If you don’t want the media adding “-gate” after your company name, consider the following rules.
Legal Rules for Businesses
- Most businesses are mistaken about what makes an email “legally” confidential. The only emails that are truly confidential— you can legally refuse to disclose them—are emails between you and your attorney. And even those emails must be intended to seek or provide legal advice. Other rules apply. So, when it’s just you and your colleagues emailing each other to strategize about a lawsuit or, worse, to gossip about ongoing litigation, you’re potentially serving up a win to your opponent.
- Today, when emails still rule in the business world, you need an email policy that covers a lot of territory. Limit what employees do with their emails. No slanderous rampages. Advise employees that you can access their emails—and their computer and other devices.
Forbid your employees from texting and emailing while driving. And, of course, prohibit your employees from stealing company data and emailing it home.
Your email policy should also provide some practical guidance. Never trust autofill when it comes to listing email recipients. Check each name to make sure it is EXACTLY correct. Likewise, make sure the attachments are actually attached (If I had a nickel for every time I had to reply, “There’s nothing attached”). Also, make sure you have the right attachment (not everyone wants your NCAA bracket picks). Proof your emails for typos, especially the tiny print in the subject line. If the email is especially important, print and proof. You’ll see mistakes in hard copy that you would never notice on the screen.

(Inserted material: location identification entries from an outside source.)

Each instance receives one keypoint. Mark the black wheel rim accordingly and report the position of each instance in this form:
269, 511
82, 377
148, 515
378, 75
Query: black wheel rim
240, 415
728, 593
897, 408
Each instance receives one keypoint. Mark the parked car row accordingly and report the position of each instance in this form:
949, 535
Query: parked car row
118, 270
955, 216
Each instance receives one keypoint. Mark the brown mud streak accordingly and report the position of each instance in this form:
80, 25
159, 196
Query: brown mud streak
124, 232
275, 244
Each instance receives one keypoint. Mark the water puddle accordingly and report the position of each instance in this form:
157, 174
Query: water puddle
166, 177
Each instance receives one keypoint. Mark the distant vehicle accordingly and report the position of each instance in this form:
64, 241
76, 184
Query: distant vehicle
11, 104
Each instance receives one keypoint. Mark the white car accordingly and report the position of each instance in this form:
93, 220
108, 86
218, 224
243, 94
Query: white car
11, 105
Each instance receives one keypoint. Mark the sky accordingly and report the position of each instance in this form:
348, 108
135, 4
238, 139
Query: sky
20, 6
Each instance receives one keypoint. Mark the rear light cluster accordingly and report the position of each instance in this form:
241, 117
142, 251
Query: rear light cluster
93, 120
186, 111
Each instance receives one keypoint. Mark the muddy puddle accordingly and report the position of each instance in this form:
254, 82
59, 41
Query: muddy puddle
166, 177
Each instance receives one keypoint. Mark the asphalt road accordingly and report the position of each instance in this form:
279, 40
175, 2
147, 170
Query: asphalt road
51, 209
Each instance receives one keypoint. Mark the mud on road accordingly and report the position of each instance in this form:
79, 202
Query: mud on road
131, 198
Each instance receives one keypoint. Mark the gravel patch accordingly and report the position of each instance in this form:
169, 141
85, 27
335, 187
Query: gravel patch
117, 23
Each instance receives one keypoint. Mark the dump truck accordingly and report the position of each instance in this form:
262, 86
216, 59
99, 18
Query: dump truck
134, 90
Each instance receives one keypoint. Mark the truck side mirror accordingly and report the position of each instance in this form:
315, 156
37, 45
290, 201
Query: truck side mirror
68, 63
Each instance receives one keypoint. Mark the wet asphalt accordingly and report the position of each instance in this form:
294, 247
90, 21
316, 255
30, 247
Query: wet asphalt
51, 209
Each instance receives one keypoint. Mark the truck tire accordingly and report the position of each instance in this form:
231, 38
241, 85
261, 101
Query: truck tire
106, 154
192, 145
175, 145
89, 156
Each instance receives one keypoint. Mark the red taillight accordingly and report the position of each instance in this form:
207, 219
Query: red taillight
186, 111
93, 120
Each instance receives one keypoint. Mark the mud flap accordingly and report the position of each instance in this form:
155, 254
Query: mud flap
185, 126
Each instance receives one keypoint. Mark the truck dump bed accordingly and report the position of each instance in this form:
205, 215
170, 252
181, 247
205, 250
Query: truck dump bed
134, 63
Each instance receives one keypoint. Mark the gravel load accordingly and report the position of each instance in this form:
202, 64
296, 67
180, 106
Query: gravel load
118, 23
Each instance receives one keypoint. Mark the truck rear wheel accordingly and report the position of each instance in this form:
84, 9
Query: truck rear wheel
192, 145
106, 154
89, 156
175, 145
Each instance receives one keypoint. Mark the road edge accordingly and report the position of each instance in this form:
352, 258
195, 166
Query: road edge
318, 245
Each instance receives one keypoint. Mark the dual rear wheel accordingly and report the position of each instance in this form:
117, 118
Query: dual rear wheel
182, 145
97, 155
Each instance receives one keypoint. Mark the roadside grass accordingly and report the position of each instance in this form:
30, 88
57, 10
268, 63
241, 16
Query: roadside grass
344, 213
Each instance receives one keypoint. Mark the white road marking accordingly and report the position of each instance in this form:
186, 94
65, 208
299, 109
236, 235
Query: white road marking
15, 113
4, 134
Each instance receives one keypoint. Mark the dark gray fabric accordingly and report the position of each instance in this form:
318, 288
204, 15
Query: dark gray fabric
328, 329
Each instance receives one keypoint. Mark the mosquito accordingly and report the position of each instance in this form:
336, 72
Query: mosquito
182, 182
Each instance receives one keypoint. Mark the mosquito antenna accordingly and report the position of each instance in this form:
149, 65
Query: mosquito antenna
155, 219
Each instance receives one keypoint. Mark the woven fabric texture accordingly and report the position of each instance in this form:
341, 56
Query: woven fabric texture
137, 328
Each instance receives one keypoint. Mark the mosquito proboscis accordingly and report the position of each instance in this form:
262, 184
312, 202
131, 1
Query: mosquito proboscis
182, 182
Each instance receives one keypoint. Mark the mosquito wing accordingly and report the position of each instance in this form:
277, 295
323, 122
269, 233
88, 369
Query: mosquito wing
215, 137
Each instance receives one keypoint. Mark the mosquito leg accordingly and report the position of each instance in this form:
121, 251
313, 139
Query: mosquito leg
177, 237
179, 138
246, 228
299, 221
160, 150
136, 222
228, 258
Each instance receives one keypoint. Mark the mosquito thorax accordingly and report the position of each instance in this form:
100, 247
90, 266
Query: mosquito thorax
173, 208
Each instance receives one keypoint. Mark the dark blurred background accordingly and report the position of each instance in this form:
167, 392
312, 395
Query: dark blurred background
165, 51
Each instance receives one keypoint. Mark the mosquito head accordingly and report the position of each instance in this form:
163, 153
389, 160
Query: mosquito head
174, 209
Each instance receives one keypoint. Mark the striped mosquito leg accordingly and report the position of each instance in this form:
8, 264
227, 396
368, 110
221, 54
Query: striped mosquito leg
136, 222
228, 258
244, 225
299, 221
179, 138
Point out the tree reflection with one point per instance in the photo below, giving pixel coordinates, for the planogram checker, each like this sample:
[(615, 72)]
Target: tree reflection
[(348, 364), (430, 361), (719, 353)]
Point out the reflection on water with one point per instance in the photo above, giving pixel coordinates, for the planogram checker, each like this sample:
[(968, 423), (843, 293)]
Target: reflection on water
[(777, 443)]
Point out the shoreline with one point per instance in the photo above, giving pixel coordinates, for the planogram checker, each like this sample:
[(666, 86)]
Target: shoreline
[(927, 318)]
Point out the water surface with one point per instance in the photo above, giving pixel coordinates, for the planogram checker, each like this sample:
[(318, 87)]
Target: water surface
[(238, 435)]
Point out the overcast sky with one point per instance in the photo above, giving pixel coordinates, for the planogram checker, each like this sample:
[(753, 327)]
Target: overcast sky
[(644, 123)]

- For those tempted to use texts for important messages about contracts and legal matters, DON’T. The business world is not yet set up to make it easy to print, store or recover text messages. Most texts are not backed up and it takes a special program to print them. Also, texts are great for short, simple messages, like “I’ll meet you @ the bar at 9 😈 .” But, they don’t lend themselves to the formality or detail needed for conducting business.
- Most businesses should also have a document retention policy that establishes when emails and other documents can and should be deleted. Without this policy, a business can get in serious legal trouble if it deletes emails or other documents that are relevant to an imminent or ongoing lawsuit. You’ll need legal advice to craft the appropriate policy for your company.
- With the increase in telecommuting and remote access, don’t just address security at the company’s offices. Consider security needs for employees at their homes and on the road. WikiLeaks is just waiting for you to slip up.
Not everything is about rules. Some things are business smarts, like the right email etiquette.
- Keep your team in the loop. Blind copy them on messages, to keep them advised. But...
- If someone has blind copied you, don’t “Reply All” to the message. You will out the person who was trying to confidentially keep you in the loop.
- Don’t blind copy people who can’t follow the previous rule. At most, forward messages to them—a week later (they have judgment issues).
- Remember the difference between Reply All and Reply. “Reply All” (instead of “Reply”) and now your colleagues know you threw someone else under the bus when the boss asked about a big mistake.
- Don’t copy everyone. Just the people who need to know. People need a life.
- This one never gets too old: Don’t write an email you wouldn’t want published on the front page of The Washington Post. Ask John Podesta. Seriously.
- When the thread gets to 17 pages, time to start a new email!
- One final safety tip: Add the email addresses last, so you don’t accidentally send before double- checking your email.
What happens when you don’t follow the new email rules? In Countrywide’s case, the SEC forced Angelo Mozilo to pay a record fine and disgorge tens of millions in profits. Countrywide itself was forced into a distress sale to Wells Fargo. You can’t blame all of that on an ill-advised email. But the bad PR from that email certainly made them easy targets.
Don’t put a bull’s eye on your back with an email blunder.